Le code pénal suisse réprimerait par ailleurs la présentation de faux certificats médicaux dans une procédure de naturalisation, ajoute le communiqué.

Au total, 14 personnes sont pour le moment inculpées par la justice new-yorkaise: neuf membres de la FIFA, tous d'Amérique du Sud ou centrale, et cinq hommes d'affaires, dans le secteur du marketing sportif. L'enquête américaine parle de 150 millions de dollars en pots-de-vin et rétrocommissions, depuis 25 ans.

Les enquêtes sur les soupçons de corruption à la FIFA n'en sont «pas encore à la mi-temps». «De nouvelles personnes et organisations» sont en ligne de mire et des appartements ont été saisis dans les Alpes suisses, avaient annoncé lundi le procureur général suisse Michael Lauber et la ministre américaine de la Justice, Mme Loretta Lynch, en visite à Zurich à l'occasion d'un congrès. C'est elle qui avait lancé l'enquête américaine visant l'instance dirigeante du football mondial quand elle était procureur à New York.

«Nous avons bon espoir d'extrader vers les USA les personnes» arrêtées en mai, avait alors déclaré Mme Lynch.
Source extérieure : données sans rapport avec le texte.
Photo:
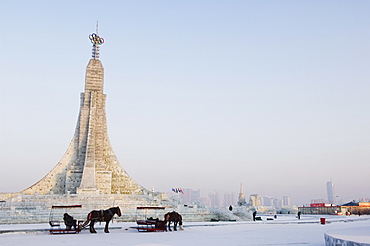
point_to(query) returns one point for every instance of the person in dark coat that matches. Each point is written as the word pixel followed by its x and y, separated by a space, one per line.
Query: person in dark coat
pixel 70 222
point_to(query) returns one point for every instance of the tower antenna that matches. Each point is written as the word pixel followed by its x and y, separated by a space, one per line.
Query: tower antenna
pixel 96 40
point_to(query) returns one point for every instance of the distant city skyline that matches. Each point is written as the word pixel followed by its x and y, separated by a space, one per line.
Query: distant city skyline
pixel 204 94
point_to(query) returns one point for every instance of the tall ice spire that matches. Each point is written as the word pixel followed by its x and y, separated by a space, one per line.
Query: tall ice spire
pixel 89 165
pixel 96 40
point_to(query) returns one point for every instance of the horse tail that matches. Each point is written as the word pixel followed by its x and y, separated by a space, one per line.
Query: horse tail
pixel 180 222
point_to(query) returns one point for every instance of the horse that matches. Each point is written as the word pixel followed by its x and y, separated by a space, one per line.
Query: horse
pixel 175 218
pixel 102 216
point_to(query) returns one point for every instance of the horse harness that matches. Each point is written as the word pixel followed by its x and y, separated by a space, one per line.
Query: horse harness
pixel 100 215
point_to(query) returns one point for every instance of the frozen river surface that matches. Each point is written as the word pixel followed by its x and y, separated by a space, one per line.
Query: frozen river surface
pixel 285 230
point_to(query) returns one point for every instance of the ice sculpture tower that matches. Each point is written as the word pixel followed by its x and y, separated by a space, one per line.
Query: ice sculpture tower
pixel 89 166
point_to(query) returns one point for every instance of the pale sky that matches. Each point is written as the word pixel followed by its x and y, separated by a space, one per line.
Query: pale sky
pixel 200 94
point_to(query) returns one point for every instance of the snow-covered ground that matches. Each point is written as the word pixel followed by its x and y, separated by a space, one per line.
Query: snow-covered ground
pixel 285 230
Pour le volet suisse de l'enquête, sur les conditions d'attribution des Mondiaux 2018 et 2022 à la Russie et au Qatar, ouverte suite à une plainte de la FIFA elle même, «des actifs financiers ont été saisis, y compris des appartements dans les Alpes suisses», avait révélé M. Lauber, ouvrant la porte à d'autres interpellations.

Pour le moment, Joseph Blatter, président de la FIFA en sursis depuis sa démission surprise du 2 juin, quatre jours à peine après sa réélection pour un cinquième mandat, n'a pas été auditionné. Un congrès extraordinaire de la FIFA en février doit désigner son successeur. En attendant le Valaisan Joseph Blatter évite de voyager hors de Suisse.